Differential diagnosis

Chronic lymphocytic thyroiditis is generally not difficult to diagnose. The causes of misdiagnosis may be: atypical symptoms, single or multiple nodules in the thyroid gland, and other thyroid disorders, lack of specific diagnostic methods and the disease Lack of full awareness and so on.

1. Thyroid cancer and thyroid malignant lymphoma The thyroid gland rapidly (2 to 3 months) progressive enlargement, fixation, hard, adhesion to surrounding tissues, accompanied by compression symptoms such as hoarseness (recurrent laryngeal nerve compression), cervical lymphadenopathy Large, if necessary, give appropriate amount of thyroid hormone diagnosis and treatment for more than 4 weeks, the thyroid gland does not shrink or continue to increase asymmetry should be highly suspected of cancer, imaging such as ultrasound or radionuclide scan: cancer is mostly isolated nodules, chronic lymphocytic Thyroiditis shows heterogeneous diffuse lesions. Open thyroid biopsy can diagnose most patients. Needle aspiration cytology has diagnostic value for a small number of patients.

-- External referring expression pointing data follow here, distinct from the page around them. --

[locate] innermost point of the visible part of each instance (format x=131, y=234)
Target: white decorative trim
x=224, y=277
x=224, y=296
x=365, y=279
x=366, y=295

2. Non-toxic goiter non-toxic nodular or diffuse goiter is difficult to distinguish from this disease, but the former is softer, most of the thyroid function is normal, the diagnosis depends on thyroid antibody determination, if necessary, fine needle aspiration cytology It is clear that adolescent goiter may be more difficult to distinguish clinically from this disease, so chronic lymphocytic thyroiditis in the age group has less high titer circulating thyroid autoantibodies.

3. Others are bloated, pale and easily misdiagnosed as chronic nephritis, anemia, etc., need to improve the vigilance of this disease.